Amtliche Bekanntmachung der Stadt Weilburg
Bauleitplanung der Stadt Weilburg, Stadtteil Gaudernbach
Bebauungsplan „Im Boden“ 1. Änderung
In-Kraft-Treten des Bebauungsplanes gemäß § 10 Abs. 3 Baugesetzbuch (BauGB)
Die Stadtverordnetenversammlung der Stadt Weilburg hat den Bebauungsplan „Im Boden“ 1. Änderung“ und die integrierte Gestaltungssatzung gemäß § 9 Abs. 4 BauGB i.V.m. § 91 Hessische Bauordnung (HBO) in ihrer Sitzung am 07.03.2024 gemäß § 10 Abs. 1 BauGB als Satzung beschlossen und die Begründung hierzu gebilligt.
Der Bebauungsplan tritt mit dieser Bekanntmachung in Kraft.

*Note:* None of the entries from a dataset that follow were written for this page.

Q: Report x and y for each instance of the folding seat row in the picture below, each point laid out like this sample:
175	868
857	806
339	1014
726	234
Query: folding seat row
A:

Der Bebauungsplan mit integrierter Gestaltungssatzung, die Begründung und die zusammenfassende Erklärung werden im Rathaus der Stadt Weilburg, Stadtbauamt, Mauerstraße 6-8, 35781 Weilburg, während der üblichen Dienststunden, die wie folgt festgesetzt sind:
Montag 08.30 Uhr bis 12.00 Uhr und 14.00 Uhr bis 16.00 Uhr
Dienstag und Mittwoch 08.30 Uhr bis 12.00 Uhr
Donnerstag 14.00 Uhr bis 18.00 Uhr
Freitag 08.30 Uhr bis 12.00 Uhr
zu jedermanns Einsicht bereitgehalten. Über den Inhalt wird auf Verlangen Auskunft erteilt.
Es wird darauf hingewiesen, dass den durch den Bebauungsplan vorbereiteten Eingriffen in Boden, Natur und Landschaft als Ausgleich 18.864 Biotopwertpunkte aus der anerkannten Ökokontomaßnahme Nr. 5161 „Nutzungsverzicht in einem Eichenwald“ in der Gemarkung Waldhausen, Flur 7, Flurstück16 teilweise zugeordnet werden.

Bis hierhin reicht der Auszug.